In the summer of 2014 Miller conducted archival research at the Historical Society of Pennsylvania and the Friends Historical Library at Swarthmore College, supported by a grant from the Center for American Literary Studies at the Pennsylvania State University. As a part of his growing interest in German language literature in North America, during the summer of 2016 he studied German at the Goethe Institut in Mannheim, Germany, supported by a grant from the College of Arts and Letters at the University of Notre Dame. During the academic year of 2016-2017 he served as the editorial assistant Early American Literature, the official journal for the Society of Early Americanists and the Modern Language Association’s Forum on Early American Literature. In 2018 he was granted a Notebaert Professional Development Award from Notre Dame’s College of Arts and Letters and the Graduate School to support his participation in the university’s Dissertation Accelerator Program, a dissertation chapter workshop which takes place in the United Kingdom and brings together PhD candidates from Notre Dame, University of Edinburgh, Heidelberg University, and Oxford University.
Recent Scholarly Activity:
“Eschatology, Dark Ecology, and the Environmentalism of the Poor in ‘Life in the Iron Mills,’” C19: The Society of Nineteenth-Century Americanists Fifth Biennial Conference, University of New Mexico, Albuquerque, NM, March 22-25, 2018.
“Woolman in the Aftermath of Penn,” Religion and Politics in Early America, Society of Early Americanists Special Topics Conference, Washington University, St. Louis, MO, March 1-4, 2018.

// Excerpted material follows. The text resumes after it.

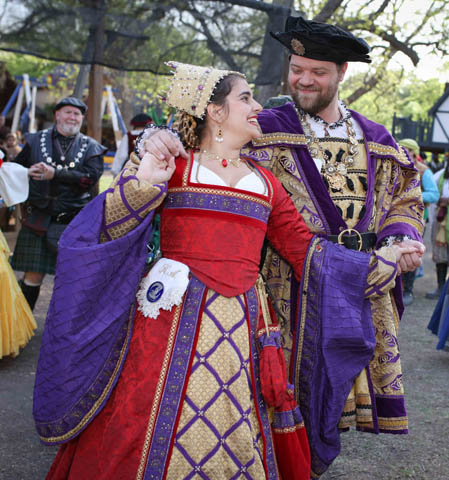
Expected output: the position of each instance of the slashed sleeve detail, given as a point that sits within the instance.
(382, 272)
(128, 202)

"'[A]nswerable to the design of our creation': John Woolman’s Agrarian Vision," 10th Biennial Conference of the Society of Early Americanists, University of Tulsa, Tulsa, OK, March 1-4, 2017.
"Jamaica, Jonathan Dickinson, and the Quaker Atlantic World in the Late Seventeenth Century," The Colonial Caribbean in Context, Symposium Hosted by the University of Notre Dame History Department, South Bend, IN, February 7-8, 2016.
"God’s Protecting Providence in Print: Jonathan Dickinson’s Captivity Narrative in the Quaker Atlantic World," Bustle and Stir: Movement and Exchange in Early America An Interdisciplinary Graduate Student Conference, McNeil Center for Early American Studies, Philadelphia, PA, October 8-10, 2015.